Karolinas Töchter erzählt den Holocaust aus der Sicht einer "Überlebenden" aus Polen.
Lena ist eine Kämpferin. Nach dem Verlust ihrer Familie wird sie sehr schnell erwachsen und sie muss ihr Leben als Jüdin in einem polnischen Ghetto alleine meistern!
Die Beschreibungen des Alltags im Ghetto werden sehr eindringlich geschildert und man kann sich vieles (leider) sehr gut vorstellen.
Unterbrochen werden Lenas Erzählungen immer wieder von Catherines juristischem Kampf gegen Lenas Sohn Arthur und dessen schmierigem Anwalt!
Das amerikanische Rechtssystem ist ein ganz anderes als das deutsche, aber der Autor (selbst auch Rechtsanwalt) schafft es die juristischen Sachverhalte gut nachvollziehbar zu beschreiben.
Nach und nach erfährt der Leser gemeinsam mit Catherine die dramatischen Ereignisse dieser Zeit und auch das Geheimnis um Karolina und ihre Töchter.
Durch die immer wieder unterbrochenen Erzählungen von Lena ist der Schreibstil der Geschichte sowohl rational, als auch sehr emotional!

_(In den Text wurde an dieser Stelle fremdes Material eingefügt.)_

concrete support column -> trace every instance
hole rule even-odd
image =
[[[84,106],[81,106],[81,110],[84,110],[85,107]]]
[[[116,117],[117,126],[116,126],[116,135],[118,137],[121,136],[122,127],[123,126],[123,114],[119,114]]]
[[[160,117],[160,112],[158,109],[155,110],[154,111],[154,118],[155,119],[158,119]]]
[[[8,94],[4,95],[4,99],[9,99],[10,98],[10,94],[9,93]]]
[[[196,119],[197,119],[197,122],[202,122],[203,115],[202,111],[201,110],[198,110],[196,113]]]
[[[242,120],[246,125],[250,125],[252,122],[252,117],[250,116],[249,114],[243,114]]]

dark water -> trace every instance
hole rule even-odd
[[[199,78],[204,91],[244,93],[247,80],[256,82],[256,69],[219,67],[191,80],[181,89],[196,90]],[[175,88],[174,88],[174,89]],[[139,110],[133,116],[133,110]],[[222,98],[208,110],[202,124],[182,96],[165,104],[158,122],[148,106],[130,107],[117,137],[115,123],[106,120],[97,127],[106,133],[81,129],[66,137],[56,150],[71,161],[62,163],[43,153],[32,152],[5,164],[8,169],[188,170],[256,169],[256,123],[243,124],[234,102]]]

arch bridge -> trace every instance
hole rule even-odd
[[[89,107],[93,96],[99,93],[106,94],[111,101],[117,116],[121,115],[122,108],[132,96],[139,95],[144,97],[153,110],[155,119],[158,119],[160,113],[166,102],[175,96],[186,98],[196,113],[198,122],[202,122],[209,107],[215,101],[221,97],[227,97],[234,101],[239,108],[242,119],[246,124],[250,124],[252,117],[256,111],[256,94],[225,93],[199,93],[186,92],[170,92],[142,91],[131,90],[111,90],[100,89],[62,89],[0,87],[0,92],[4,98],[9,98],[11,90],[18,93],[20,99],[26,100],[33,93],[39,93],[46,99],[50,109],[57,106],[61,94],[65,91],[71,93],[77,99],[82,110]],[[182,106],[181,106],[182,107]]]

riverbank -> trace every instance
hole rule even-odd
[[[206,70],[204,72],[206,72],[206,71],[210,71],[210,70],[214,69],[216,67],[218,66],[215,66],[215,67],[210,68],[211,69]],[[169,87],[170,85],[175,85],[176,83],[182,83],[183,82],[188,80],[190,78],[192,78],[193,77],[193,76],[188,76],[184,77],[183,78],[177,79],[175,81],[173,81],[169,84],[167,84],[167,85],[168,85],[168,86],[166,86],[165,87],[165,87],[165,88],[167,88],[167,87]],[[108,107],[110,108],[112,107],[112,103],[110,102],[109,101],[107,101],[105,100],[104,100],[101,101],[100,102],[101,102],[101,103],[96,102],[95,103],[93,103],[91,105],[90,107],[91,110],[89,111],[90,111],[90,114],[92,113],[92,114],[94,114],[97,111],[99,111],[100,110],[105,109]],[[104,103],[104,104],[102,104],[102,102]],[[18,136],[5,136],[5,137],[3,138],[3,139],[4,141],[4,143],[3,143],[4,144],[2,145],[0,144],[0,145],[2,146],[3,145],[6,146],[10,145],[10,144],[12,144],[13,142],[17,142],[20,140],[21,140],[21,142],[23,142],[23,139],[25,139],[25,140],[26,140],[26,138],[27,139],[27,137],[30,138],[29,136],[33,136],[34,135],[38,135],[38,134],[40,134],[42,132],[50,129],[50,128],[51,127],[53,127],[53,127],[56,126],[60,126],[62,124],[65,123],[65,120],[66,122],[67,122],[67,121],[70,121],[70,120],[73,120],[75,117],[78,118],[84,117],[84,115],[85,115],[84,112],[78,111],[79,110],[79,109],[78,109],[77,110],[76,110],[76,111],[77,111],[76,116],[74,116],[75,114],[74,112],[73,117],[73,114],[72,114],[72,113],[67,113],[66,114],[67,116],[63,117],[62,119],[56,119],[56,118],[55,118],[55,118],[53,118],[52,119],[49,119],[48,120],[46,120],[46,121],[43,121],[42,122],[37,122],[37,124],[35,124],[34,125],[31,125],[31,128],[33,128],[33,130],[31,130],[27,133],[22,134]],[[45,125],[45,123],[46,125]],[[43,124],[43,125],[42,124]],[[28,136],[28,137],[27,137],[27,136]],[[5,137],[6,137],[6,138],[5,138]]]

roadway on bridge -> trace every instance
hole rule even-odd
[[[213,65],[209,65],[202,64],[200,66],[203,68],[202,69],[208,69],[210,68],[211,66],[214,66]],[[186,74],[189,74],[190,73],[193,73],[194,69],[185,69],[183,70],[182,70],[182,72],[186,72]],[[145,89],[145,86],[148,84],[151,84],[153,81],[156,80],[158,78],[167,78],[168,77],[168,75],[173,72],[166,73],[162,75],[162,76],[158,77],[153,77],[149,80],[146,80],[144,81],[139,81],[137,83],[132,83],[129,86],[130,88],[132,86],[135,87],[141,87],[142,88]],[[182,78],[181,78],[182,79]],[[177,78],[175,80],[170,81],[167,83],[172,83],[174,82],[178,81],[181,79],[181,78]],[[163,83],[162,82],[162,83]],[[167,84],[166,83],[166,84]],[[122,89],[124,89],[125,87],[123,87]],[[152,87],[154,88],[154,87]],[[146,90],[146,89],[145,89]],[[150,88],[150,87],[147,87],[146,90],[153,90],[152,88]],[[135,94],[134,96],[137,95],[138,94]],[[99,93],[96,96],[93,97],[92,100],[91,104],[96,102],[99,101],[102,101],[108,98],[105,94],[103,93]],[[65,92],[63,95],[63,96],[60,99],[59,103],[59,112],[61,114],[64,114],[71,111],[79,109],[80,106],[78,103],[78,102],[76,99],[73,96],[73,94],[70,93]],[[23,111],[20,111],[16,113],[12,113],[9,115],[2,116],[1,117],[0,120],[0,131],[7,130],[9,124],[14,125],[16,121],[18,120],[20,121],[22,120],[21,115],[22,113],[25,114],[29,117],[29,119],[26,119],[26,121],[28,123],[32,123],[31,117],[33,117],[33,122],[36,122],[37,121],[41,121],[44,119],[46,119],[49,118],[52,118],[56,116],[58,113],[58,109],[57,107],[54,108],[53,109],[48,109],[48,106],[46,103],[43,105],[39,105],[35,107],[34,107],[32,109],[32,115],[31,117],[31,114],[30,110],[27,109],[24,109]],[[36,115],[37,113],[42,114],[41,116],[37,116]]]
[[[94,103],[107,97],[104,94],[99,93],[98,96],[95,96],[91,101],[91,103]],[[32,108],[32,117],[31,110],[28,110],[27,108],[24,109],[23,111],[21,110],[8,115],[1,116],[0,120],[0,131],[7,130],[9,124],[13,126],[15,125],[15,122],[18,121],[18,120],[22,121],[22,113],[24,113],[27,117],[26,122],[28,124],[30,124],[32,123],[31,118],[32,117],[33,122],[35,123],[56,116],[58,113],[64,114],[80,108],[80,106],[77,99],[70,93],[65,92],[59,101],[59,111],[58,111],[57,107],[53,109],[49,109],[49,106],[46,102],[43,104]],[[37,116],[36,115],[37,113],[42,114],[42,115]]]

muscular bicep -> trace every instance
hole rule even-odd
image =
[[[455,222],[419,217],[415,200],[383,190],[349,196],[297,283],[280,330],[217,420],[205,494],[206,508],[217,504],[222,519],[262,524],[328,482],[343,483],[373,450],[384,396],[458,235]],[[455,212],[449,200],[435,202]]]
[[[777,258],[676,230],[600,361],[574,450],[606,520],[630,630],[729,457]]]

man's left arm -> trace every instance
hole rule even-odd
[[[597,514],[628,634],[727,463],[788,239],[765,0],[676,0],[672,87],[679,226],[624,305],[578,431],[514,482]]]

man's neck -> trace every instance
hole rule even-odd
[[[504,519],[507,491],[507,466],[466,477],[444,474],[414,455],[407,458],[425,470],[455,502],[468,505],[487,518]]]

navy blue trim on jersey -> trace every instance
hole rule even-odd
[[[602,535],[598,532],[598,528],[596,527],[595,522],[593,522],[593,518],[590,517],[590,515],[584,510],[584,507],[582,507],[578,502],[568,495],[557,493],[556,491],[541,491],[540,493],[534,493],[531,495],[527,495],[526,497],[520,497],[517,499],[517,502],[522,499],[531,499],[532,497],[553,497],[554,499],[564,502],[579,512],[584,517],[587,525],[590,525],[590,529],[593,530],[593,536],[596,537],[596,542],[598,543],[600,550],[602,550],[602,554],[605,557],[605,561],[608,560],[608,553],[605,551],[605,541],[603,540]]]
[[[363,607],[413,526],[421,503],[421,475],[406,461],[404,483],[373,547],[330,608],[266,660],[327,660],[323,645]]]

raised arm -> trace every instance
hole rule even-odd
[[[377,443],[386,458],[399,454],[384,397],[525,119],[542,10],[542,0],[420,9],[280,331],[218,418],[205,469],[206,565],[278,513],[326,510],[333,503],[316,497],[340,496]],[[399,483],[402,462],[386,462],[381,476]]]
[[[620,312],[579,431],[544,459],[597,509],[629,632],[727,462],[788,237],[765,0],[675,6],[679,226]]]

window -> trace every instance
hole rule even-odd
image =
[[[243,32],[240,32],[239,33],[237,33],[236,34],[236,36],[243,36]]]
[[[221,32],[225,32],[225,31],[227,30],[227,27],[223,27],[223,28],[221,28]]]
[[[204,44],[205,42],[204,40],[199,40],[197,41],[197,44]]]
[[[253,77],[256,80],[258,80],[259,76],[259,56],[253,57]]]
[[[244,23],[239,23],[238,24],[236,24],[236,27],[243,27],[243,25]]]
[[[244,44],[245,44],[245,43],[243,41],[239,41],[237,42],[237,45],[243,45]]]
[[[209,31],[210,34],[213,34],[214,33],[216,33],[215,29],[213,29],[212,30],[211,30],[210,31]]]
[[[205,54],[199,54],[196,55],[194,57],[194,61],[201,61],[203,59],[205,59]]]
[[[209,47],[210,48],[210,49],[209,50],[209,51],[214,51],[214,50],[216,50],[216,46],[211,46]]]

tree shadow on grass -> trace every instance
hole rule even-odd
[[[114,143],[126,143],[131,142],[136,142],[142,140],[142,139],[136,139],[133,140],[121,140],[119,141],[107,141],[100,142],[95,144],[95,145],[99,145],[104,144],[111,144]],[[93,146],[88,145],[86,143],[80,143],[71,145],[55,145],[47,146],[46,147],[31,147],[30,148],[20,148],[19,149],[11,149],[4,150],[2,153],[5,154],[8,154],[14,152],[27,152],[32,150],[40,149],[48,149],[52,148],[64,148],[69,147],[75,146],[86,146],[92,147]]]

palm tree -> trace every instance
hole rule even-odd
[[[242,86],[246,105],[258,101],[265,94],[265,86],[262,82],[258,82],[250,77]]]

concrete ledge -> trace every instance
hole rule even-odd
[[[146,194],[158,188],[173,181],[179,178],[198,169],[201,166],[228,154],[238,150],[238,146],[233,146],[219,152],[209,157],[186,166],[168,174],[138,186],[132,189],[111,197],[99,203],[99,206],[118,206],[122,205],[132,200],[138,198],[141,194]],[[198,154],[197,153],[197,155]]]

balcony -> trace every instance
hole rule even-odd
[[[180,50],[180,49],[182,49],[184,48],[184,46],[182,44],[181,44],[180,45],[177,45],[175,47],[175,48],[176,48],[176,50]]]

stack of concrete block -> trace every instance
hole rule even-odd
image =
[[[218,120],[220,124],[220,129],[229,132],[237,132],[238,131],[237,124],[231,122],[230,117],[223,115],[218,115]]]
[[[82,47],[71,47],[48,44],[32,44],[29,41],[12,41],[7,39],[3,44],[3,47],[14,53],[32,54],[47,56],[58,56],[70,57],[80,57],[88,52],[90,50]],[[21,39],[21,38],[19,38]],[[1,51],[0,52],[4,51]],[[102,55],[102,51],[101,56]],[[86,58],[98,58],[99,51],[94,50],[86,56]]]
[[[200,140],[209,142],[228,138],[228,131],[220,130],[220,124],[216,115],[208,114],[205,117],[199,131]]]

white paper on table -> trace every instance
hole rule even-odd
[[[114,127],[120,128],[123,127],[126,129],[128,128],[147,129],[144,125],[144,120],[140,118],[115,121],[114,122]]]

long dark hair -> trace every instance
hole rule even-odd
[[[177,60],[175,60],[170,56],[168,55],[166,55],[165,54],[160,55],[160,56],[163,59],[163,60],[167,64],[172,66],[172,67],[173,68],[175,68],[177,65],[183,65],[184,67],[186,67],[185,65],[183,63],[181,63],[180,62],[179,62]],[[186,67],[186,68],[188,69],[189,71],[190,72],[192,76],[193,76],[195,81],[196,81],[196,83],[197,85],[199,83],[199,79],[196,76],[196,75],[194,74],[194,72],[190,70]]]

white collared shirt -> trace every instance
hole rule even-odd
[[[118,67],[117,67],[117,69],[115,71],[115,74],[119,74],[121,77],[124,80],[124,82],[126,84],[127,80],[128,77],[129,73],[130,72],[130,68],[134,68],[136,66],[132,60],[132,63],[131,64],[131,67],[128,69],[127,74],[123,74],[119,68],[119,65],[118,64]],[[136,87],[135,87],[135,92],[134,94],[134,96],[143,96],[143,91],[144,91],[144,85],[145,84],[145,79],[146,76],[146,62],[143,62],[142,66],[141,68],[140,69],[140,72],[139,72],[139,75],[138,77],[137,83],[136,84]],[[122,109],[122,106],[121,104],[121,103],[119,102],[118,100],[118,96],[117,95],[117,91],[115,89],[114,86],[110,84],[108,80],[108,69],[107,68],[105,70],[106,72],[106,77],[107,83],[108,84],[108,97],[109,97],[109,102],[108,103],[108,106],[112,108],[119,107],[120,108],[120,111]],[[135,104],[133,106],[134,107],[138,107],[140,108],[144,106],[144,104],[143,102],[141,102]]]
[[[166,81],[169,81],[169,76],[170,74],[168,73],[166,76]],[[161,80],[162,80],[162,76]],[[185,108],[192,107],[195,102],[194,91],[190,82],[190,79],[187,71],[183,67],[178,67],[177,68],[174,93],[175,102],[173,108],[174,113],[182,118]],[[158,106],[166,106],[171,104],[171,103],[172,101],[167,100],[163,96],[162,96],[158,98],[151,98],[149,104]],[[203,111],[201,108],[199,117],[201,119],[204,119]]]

Das Schicksal der polnischen Juden ist eigentlich allgemein bekannt, aber in dieser Geschichte wird sie einem sehr nahe gebracht, denn man ist stets bei Lena und Karolina im Ghetto, auf der Flucht, im Lager....
Aber auch der juristische Teil der Geschichte ist sehr spannend! Zeitgleich mit dem Kampf im Gerichtssaal erfährt man von Liams Suche nach dem Verbleib der Zwillinge und nach Zeugen, die nach über 70 Jahren Lenas Geschichte bestätigen könnten.
Das "Finale" ist, wie ich finde, typisch amerikanisch. Eine Art Showdown auf die letzte Minute mit Happy-End!
Das tut der gesamten Geschichte aber keinen Abbruch, denn sie ist durchgängig wunderbar und fesselnd zu lesen.
Das weite Teile der Geschichte auf Tatsachen beruhen hat mich überrascht und bewegt!
Alle die von "Die Nachtigall" begeistert waren, dürfte auch diese Buch sehr gefallen!